Wegen ihrer komplexen und dynamischen Sozialbeziehungen ist es für Elefanten wichtig, auf dem Laufenden zu bleiben, welche Tiere zu welchen Herden gehören. Durch das intensive Erkunden von Kadavern können Elefanten vermutlich verstorbene Artgenossen identifizieren. Der Tod eines Tieres kann wichtige Veränderungen in ihrem Sozialgefüge bedeuten. Doch damit allein kann das Verhalten von Elefanten gegenüber ihren toten Artgenossen nicht erklärt werden, denn die Tiere suchen auch solche Kadaver auf, die sie bereits ausgiebig untersucht haben. Auch stehen Elefanten häufig einfach inaktiv um einen Toten herum ohne ihn zu untersuchen, wobei es vielfach zu einer erhöhten Aktivität ihrer Schläfendrüsen kommt. Die Forscher vermuten, dass für solche Verhaltensweisen emotionale Gründe eine Rolle spielen und möglicherweise trauern die Tiere auf diese Weise tatsächlich um die Verstorbenen. Auch wenn unklar bleibt, wie genau Elefanten den Tod eines Artgenossen wahrnehmen, ist es für sie zweifellos ein Ereignis, das bei ihnen großes Interesse und starke Emotionen auslöst.
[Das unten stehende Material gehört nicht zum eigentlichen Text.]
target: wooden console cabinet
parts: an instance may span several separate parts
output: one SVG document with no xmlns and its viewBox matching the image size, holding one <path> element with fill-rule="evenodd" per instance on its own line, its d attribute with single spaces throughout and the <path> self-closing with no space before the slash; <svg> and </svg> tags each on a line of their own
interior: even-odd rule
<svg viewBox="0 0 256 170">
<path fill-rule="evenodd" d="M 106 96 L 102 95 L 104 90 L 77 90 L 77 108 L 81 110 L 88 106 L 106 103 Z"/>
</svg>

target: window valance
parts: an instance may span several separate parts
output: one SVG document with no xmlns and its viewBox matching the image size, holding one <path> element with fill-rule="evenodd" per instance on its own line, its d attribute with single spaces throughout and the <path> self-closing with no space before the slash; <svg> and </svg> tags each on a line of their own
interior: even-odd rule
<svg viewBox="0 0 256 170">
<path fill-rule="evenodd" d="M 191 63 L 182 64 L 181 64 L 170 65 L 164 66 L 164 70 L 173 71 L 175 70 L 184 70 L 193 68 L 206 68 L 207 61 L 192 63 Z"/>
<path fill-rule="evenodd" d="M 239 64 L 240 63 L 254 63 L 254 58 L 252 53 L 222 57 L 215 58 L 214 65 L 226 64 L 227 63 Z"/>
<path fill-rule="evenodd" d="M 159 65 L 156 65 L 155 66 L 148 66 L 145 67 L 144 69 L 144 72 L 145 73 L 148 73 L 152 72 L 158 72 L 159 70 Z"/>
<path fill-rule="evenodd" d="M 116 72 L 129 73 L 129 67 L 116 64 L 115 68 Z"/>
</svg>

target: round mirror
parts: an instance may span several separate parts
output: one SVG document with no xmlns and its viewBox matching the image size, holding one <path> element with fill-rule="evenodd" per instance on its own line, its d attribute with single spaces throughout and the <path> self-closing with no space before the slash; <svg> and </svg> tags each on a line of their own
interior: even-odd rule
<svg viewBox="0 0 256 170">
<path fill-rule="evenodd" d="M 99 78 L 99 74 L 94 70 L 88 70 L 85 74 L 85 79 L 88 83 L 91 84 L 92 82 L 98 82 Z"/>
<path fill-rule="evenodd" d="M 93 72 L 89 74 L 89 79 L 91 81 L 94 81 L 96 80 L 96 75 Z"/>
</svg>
Vielleicht war es der besondere Umgang von Elefanten mit ihren Toten, vor allem aber wohl lokale Ansammlungen von Elefantenknochen, die den Mythos der Elefantenfriedhöfe nährten. Kranke und alte Elefanten sollen diese Orte instinktiv aufsuchen, um dort ihre letzte Ruhestätte zu finden. Vielleicht kommen solche Tiere wegen der besseren Verfügbarkeit von Wasser und weicherer Nahrung tatsächlich an bestimmte Orte, an denen viele von ihnen letztendlich auch versterben. Möglicherweise wurden die Elefanten, deren Überreste an solchen Plätzen gefunden wurden, aber auch nur Opfer desselben Ereignisses, beispielsweise einer Überschwemmung oder Jagd.